A chat-style Q&A app over the FSDL course materials. Scoped to a narrow, well-known corpus; system prompt promises that scope and refuses out-of-scope cleanly. The bootcamp’s worked example for a real production LLM app.

Q. Why scope the knowledge source narrowly?

Narrow + well-retrievable corpus produces consistently good answers; broad produces inconsistent ones. Lets the system prompt promise scope and refuse out-of-scope honestly. Narrow that works > broad that doesn’t.

Q. Why carry the source label on every chunk through the pipeline?

So citations are real and traceable, not bolted on. Retrieval keeps source; prompt presents chunks with labels; model cites; UI renders as links. Citations decide trust; carrying the source is the only honest way.

Q. What's in a scope-honest system prompt?

In spirit: “Answer about [scope] from the provided context. Cite sources. If context doesn’t contain the answer, say so plainly.” Refusing out-of-scope is part of the spec, hallucinating on missed retrieval destroys trust.

Q. Five-to-ten fields to log per request?

Question, retrieved chunk IDs, prompt version, model identifier, model parameters (temperature/max_tokens), response, user feedback signal. Trivial to add up front; near-impossible to backfill. Seed of LLMOps (L7).

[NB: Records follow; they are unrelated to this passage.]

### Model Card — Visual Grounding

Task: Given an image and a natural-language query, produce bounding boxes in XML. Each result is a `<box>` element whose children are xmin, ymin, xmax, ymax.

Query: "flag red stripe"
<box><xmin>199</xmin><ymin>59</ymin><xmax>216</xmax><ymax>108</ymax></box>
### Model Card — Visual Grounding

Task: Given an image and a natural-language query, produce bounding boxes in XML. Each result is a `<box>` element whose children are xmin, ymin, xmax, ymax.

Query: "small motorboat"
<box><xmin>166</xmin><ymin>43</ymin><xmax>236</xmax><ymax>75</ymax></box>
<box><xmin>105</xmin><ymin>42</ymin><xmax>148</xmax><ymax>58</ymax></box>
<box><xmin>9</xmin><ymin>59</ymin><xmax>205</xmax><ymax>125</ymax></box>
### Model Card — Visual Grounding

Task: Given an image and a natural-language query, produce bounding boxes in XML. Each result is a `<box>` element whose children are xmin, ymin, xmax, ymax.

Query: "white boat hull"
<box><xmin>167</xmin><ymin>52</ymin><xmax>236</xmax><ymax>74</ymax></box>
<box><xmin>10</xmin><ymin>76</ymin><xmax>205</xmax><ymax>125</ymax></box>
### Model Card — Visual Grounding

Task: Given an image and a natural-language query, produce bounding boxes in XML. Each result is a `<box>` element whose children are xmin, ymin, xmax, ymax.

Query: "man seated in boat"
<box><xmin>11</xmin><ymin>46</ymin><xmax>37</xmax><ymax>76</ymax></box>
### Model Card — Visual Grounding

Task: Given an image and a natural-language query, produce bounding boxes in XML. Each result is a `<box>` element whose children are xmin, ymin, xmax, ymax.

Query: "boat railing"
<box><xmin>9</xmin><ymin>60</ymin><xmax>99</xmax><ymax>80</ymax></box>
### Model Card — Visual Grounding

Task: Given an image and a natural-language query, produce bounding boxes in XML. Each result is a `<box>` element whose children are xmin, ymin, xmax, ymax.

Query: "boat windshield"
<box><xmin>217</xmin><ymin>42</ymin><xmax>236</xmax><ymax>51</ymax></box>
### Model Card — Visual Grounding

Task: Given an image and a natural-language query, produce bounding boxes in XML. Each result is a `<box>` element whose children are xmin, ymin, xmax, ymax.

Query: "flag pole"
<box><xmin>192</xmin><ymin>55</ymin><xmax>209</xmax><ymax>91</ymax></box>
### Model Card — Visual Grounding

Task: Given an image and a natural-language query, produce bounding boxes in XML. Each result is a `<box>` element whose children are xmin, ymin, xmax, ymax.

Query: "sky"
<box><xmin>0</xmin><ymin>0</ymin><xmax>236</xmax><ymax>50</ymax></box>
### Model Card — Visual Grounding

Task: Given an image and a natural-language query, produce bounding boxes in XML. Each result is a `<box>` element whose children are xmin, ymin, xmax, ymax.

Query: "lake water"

Q. What does the walkthrough defer to later lessons?

Sophisticated UX patterns (regeneration, hedging, recoverable failure) → L6. Production observability/eval pipelines (dashboards, regression tests) → L7. Multiple tools / agentic flow → L10. Honest scoping: core well, missing pieces named.

Q. 'Five hours, not five weeks' reframing?

A real LLM app of this shape is small: a few hundred lines of Python + prompts + indexed corpus + a hosted model. Complexity is in the DECISIONS, not the line count. Shipping teams have internalized this.

Q. What's the difference between a 'RAG tutorial' and this walkthrough?

A tutorial teaches the components. The walkthrough teaches the DECISIONS about them: scope, chunking-for-content, source-carrying, scope-honest prompting, citations, logging-for-eval. Decisions are what make an app useful.

Q. When reading a real app, what's the 'production-decision eye'?

The ability to see, at each pipeline stage, the deliberate choice baked in (scope, chunk size, top-k, prompt structure, what’s logged) and judge it. The walkthrough’s purpose is to develop this eye against a real example.